Remortgage – How To Get The Best Remortgage Deals
An increase in the base rate of interest is highly likely in the next twelve months.
The governments Help-to-Buy scheme, as well as other factors, have caused house prices to reach levels that are causing alarm at the Bank of England and a rise in interest rates may be the only measure that can slow them down.
It is worth considering a remortgage in the coming year before rates rise to avoid a sudden increase in your mortgage payments, so this is a quick guide to help home owners think about how they can get the best possible deal.
One incentive for getting a new deal is securing a low fixed rate for the next five years. The lowest APR twelve months ago was an incredible low of 2.5 per cent.
Deals like that may not come round again anytime soon as interest rates eventually start to rise, but there are still some very good fixed rate remortgage deals around at the moment.
Loan to Value
Amongst other factors, the rate that you will be offered on your remortgage will be based on the degree of risk your home loan presents to the lender. Lenders determine the level of risk based on the size of the loan compared to the value of the property.
This means the higher the loan to value (LTV), the higher the risk and therefore the rate of interest will rise accordingly.
Anything you can do to bring the LTV down will help as it will make you more attractive to lenders.
Post Mortgage Market Review (MMR) Lending
If you haven’t been to see a mortgage advisor for a while, you may notice dramatic changes in the rules surrounding borrowing, which have become much stricter since April 2014.
Irresponsible lending before the 2008 crash, together with the government’s new schemes to help first time buyers, has led to regulators imposing tougher new rules when it comes to borrowing.
Your mortgage advisor will more than likely want to see your bank records, your entire financial history and credit reports, as well as confirmation of employment and evidence of any savings you may have.
You should try to pay off any outstanding debt, even if it’s just a small amount, as any black marks on your credit file could potentially cause trouble when it comes to getting a mortgage.
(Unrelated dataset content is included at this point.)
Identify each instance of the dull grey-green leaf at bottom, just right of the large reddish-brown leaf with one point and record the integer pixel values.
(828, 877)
There are generally three types of remortgage deal commonly available in Britain. These are fixed rate, variable rate and tracker remortgages.
A fixed rate mortgage is a popular choice with borrowers as it offers a degree of security. It means that the interest rate is fixed for a specified period so should the base rate of interest rise in the future, your payments will stay the same until the end of the fixed term. It is a way of future-proofing your mortgage against sudden and unexpected rises in your monthly payments.
Although a fixed rate remortgage offer peace of mind, variable rates have become more popular recently as the base rate has remained low. Whereas fixed rates are ‘fixed’ at higher levels to enable the lender to get as much out of the deal as the borrower (arguably more), a variable rate simply responds to the Bank of England’s base rate of interest. The problem with this type of loan is the uncertainty. When the base rate is low your mortgage is cheap, but when it rises it becomes more expensive. Rates have been low for six years but this is likely to end soon, therefore, many variable rate borrowers are now looking to remortgage onto a fixed rate.
A tracker mortgage is similar to a variable rate mortgage in that it follows the base rate set by the Bank of England, but plus an agreed set margin (perhaps one per cent).
If you already have a mortgage and are thinking about protecting your wealth against future changes in the economy it is important to see this as part of your long term financial plan. If you are unsure about what steps you need to take with your remortgage it is wise to talk to a mortgage advisor to discuss the best option to suit your current and future situation.